Snow, ice and a record-breaking blast of cold closed runways, highways, schools and government offices across the South and sent cars sliding off roads Wednesday in a corner of the country ill-equipped to deal with wintry weather.
At least 10 people died, including a baby in a car that plunged off a slippery overpass into a Louisiana canal. Icicles hung from a statue of jazz musicians in normally balmy New Orleans, and drivers unaccustomed to ice spun their wheels across Atlanta, which was brought to a near-standstill by little more than an inch (2.5 centimeters) of snow. The beach in Biloxi, Mississippi, got a light coating. And the University of North Carolina at Chapel Hill canceled classes as the storm unloaded at least 8 inches (20 centimeters) of snow in Durham and Greensboro.
Even the best drivers had trouble: Retired NASCAR champion Dale Earnhardt Jr. tweeted that he had just used his winch to help pull a car out of a ditch when he drove off the road and into a tree in North Carolina.

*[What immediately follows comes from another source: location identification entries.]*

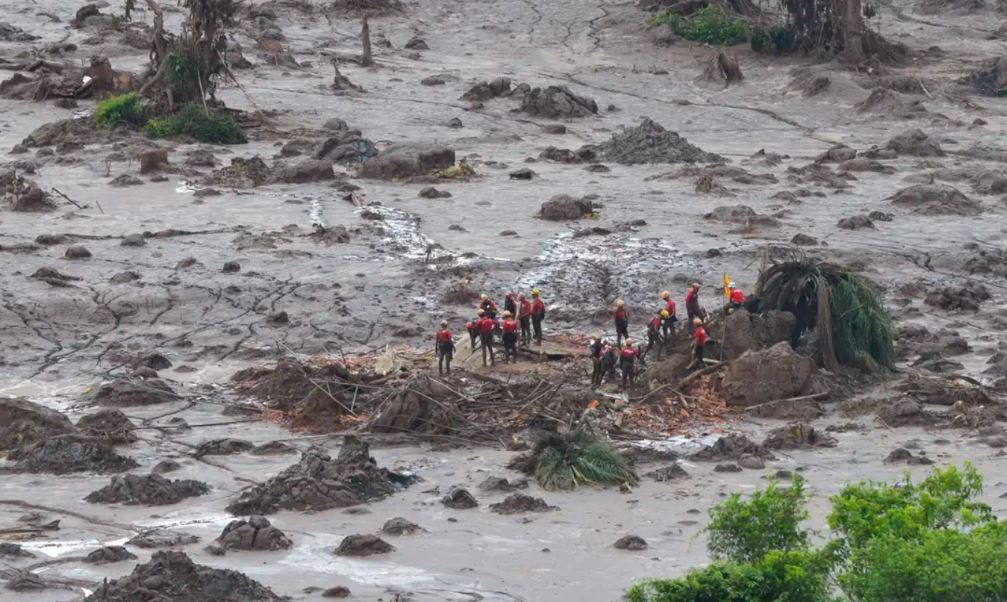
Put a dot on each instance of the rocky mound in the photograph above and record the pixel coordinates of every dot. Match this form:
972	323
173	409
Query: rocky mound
317	482
173	577
23	423
152	489
255	534
69	453
651	143
110	425
563	207
759	377
518	503
732	447
937	199
557	102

“NC stay off the roads today/tonight. 5 minutes after helping these folks I center punched a pine tree,” he reported.
A spokesman said Earnhardt was not hurt and his pickup had only minor damage. The frigid air that brought snow and ice to the South has ushered in record-breaking low temperatures for New Orleans, Louisiana, as well as other cities in the South. At least four people died in Louisiana, including a man knocked off an elevated portion of Interstate 10 in New Orleans when a pickup spun out on ice, and an 8-month-old baby in a car that slid into a canal in suburban New Orleans. The baby’s mother was in critical condition. Two others died along an icy stretch of I-75 southeast of Atlanta when a driver lost control and hit them, one of them inside a stopped car and the other standing beside it, authorities said.